Roure no quiso decir nada, pero desde hacía tiempo consideraba que sus compañeros de hábitat podrían ser una fuente alternativa de proteínas.
—¿Qué sabes de Michael y de Ferran?
—Nada. Bajaron hace dos días y sus gorilas no permiten acceder al tercer sótano. Y ese individuo… López. Me da escalofríos sólo verlo. ¿Qué tienen sus pacientes? —los señaló con un gesto.
—Diarreas. Supongo que es una versión de cólera no virulenta. Son del grupo que llegó desde ahí abajo. Es a causa de haber consumido agua contaminada.
—Necesito su consejo, doctor —dijo Andrea por fin.
El doctor Roure abrió mucho los ojos mientras escuchaba a Andrea. Dejó a un lado sus notas y se mesó los cabellos mientras reflexionaba.
—¿Por qué no me lo has dicho antes?
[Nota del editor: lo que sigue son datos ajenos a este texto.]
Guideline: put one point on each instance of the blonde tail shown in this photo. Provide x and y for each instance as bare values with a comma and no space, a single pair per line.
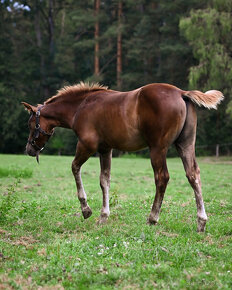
209,99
Esa herida bien cuidada no era mortal, pero sin limpiar o sin vigilar puede serlo.
—¿Y qué podía hacer? Mi otra alternativa era decírselo a Ferran.
—No somos criminales, Andrea. Llévame hasta él.
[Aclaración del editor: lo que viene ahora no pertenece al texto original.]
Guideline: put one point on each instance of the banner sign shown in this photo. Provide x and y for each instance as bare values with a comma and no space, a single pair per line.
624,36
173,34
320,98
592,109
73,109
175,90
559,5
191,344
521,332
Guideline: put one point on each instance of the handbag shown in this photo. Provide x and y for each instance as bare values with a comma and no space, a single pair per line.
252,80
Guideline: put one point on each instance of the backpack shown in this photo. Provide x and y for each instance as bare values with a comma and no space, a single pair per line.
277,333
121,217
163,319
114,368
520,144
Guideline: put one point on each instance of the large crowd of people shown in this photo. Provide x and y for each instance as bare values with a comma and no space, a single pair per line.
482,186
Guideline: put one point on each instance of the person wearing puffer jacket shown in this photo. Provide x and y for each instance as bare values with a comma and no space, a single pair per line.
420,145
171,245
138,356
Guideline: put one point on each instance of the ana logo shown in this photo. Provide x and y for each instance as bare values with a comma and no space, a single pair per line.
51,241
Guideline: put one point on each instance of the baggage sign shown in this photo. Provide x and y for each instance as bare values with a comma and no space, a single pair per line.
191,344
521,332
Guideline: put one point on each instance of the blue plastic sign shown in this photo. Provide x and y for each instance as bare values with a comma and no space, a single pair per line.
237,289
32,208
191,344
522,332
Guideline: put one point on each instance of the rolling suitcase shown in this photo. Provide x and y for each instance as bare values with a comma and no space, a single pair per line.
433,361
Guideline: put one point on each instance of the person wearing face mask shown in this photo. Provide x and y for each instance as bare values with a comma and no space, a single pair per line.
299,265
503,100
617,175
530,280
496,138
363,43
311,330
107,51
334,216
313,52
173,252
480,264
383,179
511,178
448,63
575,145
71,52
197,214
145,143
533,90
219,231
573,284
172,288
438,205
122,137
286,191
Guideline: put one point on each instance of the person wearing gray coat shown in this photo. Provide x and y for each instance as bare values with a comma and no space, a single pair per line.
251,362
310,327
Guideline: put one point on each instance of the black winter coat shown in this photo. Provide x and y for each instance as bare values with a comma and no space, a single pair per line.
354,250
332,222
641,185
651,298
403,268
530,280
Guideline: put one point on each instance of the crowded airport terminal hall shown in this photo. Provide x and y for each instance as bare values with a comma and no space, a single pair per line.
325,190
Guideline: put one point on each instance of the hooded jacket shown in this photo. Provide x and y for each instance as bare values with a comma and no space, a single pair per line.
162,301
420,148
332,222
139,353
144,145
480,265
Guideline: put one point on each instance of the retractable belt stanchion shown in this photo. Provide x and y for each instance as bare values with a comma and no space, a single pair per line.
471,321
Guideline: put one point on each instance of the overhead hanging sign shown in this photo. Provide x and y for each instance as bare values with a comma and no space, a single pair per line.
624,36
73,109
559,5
Roure metió en una bolsa de deporte su precario instrumental. Salieron al pasillo central y se dirigieron a la salida del hiper. Desde hacía un par de semanas los accesos al piso superior por las rampas y la escalera interior estaban cegados a conciencia y vigilados. La única forma de salir de la colonia era por los accesos principales, ahora fortificados y cerrados para impedir entradas «no autorizadas». De todos modos, aunque vigilado, el paso todavía no era del todo impermeable. En la entrada estaba Bernat López, siempre con su expresión fría y ausente, y fuera, un grupo de personas esperaban a que alguien decidiera si les iban a facilitar o no algo de comida a cambio de alguna otra cosa.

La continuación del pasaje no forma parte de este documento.